In 1839, the member was appointed government commissioner at the Banque de Belgique for the loan of four million Belgian francs. French shareholders wished to request the dissolution and liquidation of the company. Leander Desmaisières much to change the resolution. In return, shareholders spontaneously proposed to the king to his appointment as director of the bank.

He was convinced that the major powers of the world made rather generous conditions in the 1839 Tready of London and thus he voted in favor with reservations which were granted in part by the conference, particularly as regards the boundaries of Luxembourg the following gauging barrels fixing entitlement to the Scheldt and the Terneuzen canal.

The ministers were then Barthélémy de Theux, Jean-Pierre Willmar, Jean-Baptiste Nothomb.

== Timeline of career ==
From 1824, he was working in industry in Ghent.
- In Belgium, he launched a career in politics.

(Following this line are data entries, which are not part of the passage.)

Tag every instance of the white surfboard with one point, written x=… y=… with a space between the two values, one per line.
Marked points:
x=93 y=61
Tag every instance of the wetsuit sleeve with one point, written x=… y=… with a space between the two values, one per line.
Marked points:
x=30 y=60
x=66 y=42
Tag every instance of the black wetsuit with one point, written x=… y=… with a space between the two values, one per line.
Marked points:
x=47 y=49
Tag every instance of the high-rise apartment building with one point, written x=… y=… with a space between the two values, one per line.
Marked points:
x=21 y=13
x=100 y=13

He was successively or simultaneously:
- 1832-1847: Catholic member of parliament for the Ghent district;
- 1843-1848: Provincial Governor of East Flanders;
- 1852-1861: Member of Parliament for the district Eeklo.
Desmaisières became minister:
- Minister of Finance (5 April 1839 - 6 April 1840) in the Government of Barthélémy de Theux de Meylandt;
- Minister of Public Works (13 April 1841 - 15 April 1843) in the government of Jean-Baptiste Nothomb;
- Minister of War, ad interim (from 5 to 15 April 1843)

== Honours ==
- Commander in the Order of Leopold.
- Knight Grand Cross in the Order of Charles III.
- Grand Officer in the Legion of Honour.

==Bibliography==
- R. DE VULDERE, Biografisch repertorium der Belgische parlementairen, senatoren en volksvertegenwoordigers, 1830-1965, licentiaantsverhandeling (onuitgegeven), RUG, 1965.
- Jean-Luc DE PAEPE & Christiane RAINDORF-GERARD, Le Parlement belge, 1831-1894. Données biographiques, Brussel, 1996.
- Eugène Bochart, Biographie des membres des deux chambres législatives, session 1857-1858, Bruxelles, M. Périchon, 1858.